The protesters denounced the sharp collapse of the country's national currency against other foreign currencies and the skyrocketing prices in the war-ravaged Arab country, he said.
He confirmed that many businesses and government institutions including schools and universities closed their doors following the angry protests that are still taking place in Hadramout.
"A number of schools in Mukalla suspended classes and urged students to remain at their houses in order to ensure their safety as a result of the turmoil in the city," he pointed out.
A local activist named Abu-Baker Hassan told Xinhua that "the angry residents closed a number of the city's main streets, prevented traffic and burned old tires across in and around the residential neighborhoods."
He said that "nearly seven protesters were injured as the security forces opened fire and attempted to reopen the blocked streets in Mukalla."
The local authorities in Hadramout has not officially commented on the escalating protests taking place there.

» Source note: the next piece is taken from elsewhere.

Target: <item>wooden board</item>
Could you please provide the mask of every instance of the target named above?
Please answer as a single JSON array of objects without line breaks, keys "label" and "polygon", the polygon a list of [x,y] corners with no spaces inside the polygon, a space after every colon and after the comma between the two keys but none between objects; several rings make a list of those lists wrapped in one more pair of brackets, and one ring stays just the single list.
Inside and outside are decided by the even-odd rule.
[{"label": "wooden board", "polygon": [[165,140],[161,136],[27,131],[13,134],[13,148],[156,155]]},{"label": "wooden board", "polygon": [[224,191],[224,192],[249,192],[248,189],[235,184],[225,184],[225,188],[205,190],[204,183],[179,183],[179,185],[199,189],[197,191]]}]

A number of other southern main cities controlled by the government witnessed also overnight protests denouncing the skyrocketing prices and the deterioration of living conditions.
Banking sources told Xinhua that the exchange rate fell to 1,100 Yemeni riyals against one U.S. dollar in the local markets of the country's southern provinces for the first time, exacerbating the country's already dire humanitarian situation caused by the years-long military conflict.
Due to severe foreign currency shortages, residents in Aden and other major cities have complained about skyrocketing prices of basic commodities, as the war-torn Arab country imports 90 percent of its food supply.
The United Nations World Food Program (WFP) in Yemen warned in December 2020 that the riyal had lost 250 percent of its value since the start of the war in 2015, which has led to an increase in food prices by 140 percent.
In 2017, the Yemeni government floated the national currency, a move that economic observers and analysts said was not well-studied a year after the relocation of the central bank to Aden.
The Yemeni economy is continuing to suffer after all exports were halted following a blockade on the country, which was part of a Saudi-led military intervention in March 2015. The blockade has also restricted imports largely.
All investments, including oil and gas projects, whose revenues used to contribute to more than 70 percent of the state budget, were shut down.